Г-н Вольтер величает моего дядю «философом». В Усьере, кроме дядюшки и его гостей, живет, разумеется, и госпожа Клавель, урожденная Этьенетта Шаванн, дочь пастора из Монтрё; она и сама особа весьма образованная и посвящает часть своего времени стихотворному переводу на французский язык великого «Катона» Аддисона [1]. Господин Вольтер зовет ее по-свойски «she philosopher» [2].
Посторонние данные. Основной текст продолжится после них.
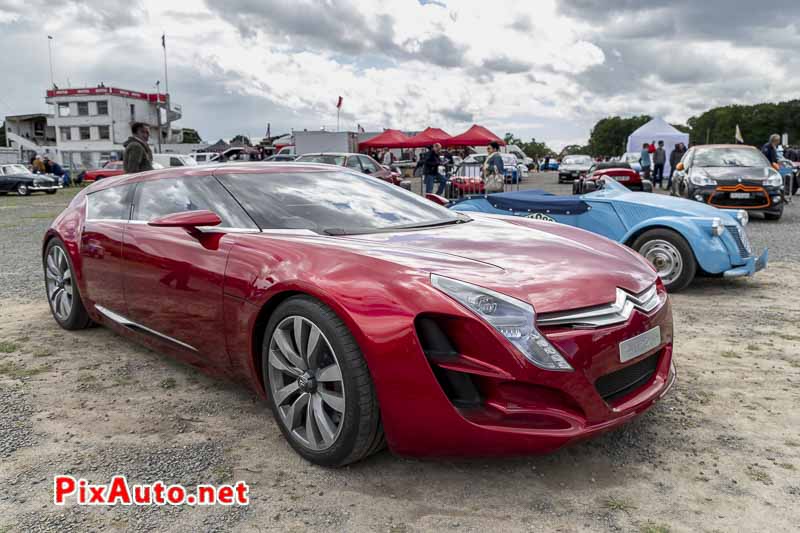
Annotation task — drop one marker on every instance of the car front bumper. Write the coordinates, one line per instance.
(523, 409)
(753, 265)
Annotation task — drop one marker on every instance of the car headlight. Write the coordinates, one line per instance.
(774, 180)
(700, 180)
(717, 228)
(512, 318)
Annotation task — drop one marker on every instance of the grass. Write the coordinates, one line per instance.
(617, 504)
(758, 474)
(8, 347)
(652, 527)
(13, 370)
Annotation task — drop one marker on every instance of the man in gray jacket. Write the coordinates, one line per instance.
(138, 157)
(659, 160)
В 1761 году, то есть уже довольно поздно, у Клавелей родится первый сын, который будет девятнадцатью годами младше меня; в 1762 году появится на свет и второй. Я не имею счастья знать ни того, ни другого, в силу известных обстоятельств, о коих вспоминаю в настоящий момент, не в силах понять, грезы это или действительность. Ясно ли я вижу и описываю те стародавние события? Ведь ясность нередко бывает обманчива. Сколько случилось перемен за все эти годы — есть о чем вспомнить с той поры, как я покинул Усьер. Они всколыхнули мою жизнь, а потом всё вернулось на круги своя — так ряска затягивает прореху в пруду, куда бросили камень, — и нынче прошлое едва видится мне, словно в этой мутной воде, словно в забытом сне.
В Усьере живут также слуги, в их числе добряк Кавен, исполняющий обязанности сторожа, кучера и посыльного. Таким образом, я пока еще единственный ребенок в доме — неудивительно, что г-н Клавель пестует и любит меня почти по-отечески.
Но картина была бы неполной, если не рассказать о мадемуазель Од, давней воспитаннице г-на Клавеля, которая проводит с нами лето в имении. Она во всем помогает госпоже Этьенетте, а сверх того принимает участие в наших прогулках, собирая гербарии, камни и насекомых вместе с моим дядею, страстно увлеченным минералогией и энтомологией.
Отчего я поместил мадемуазель Од в конец моего перечня, «на закуску», как выразился бы г-н Вольтер (так и слышу его насмешливый голос)? Должен сознаться, что испытал большое смятение, едва увидев эту юную особу. Мне немного совестно говорить об этом. Но нынче терять уже нечего, я не рискую усугубить мое положение непониманием того чувства, все более и более мучительного, какое внушала мне эта девушка все то время, что мы жили с нею под одной крышей.
Од Белле не замужем, и, без всякого сомнения, никогда не выйдет замуж, будучи, в некотором роде, хранительницей этого дома, весталкою, как говорит с улыбкой г-н Клавель, — его шутка, сам не знаю отчего, больно ранит меня. Мадемуазель Белле — сирота, как и я сам, однако Господу, видно, было угодно даровать больше привлекательности сиротам женского пола, нежели мужского, и эта юная девушка сияет спокойной, изящной красотой. У нее темные блестящие волосы, тонкая талия, округлая грудь (я краснею, описывая ее стати), и она в любых обстоятельствах выказывает естественную непринужденность, коей так прискорбно не хватает молоденьким жеманницам ее возраста. Быть может, я слишком неуклюж и окружающие видят меня насквозь? Но я откровенно сознаюсь, что меня неодолимо влечет к мадемуазель Од, влечет до сих пор, спустя столько лет, — недаром же я не способен, говоря о ней, удержаться от восторга, который привносит в мой рассказ дерзкую нотку вожделения. В этом последнем я и признаю себя виноватым; оно-то и явилось причиною изгнания из дома моего благодетеля.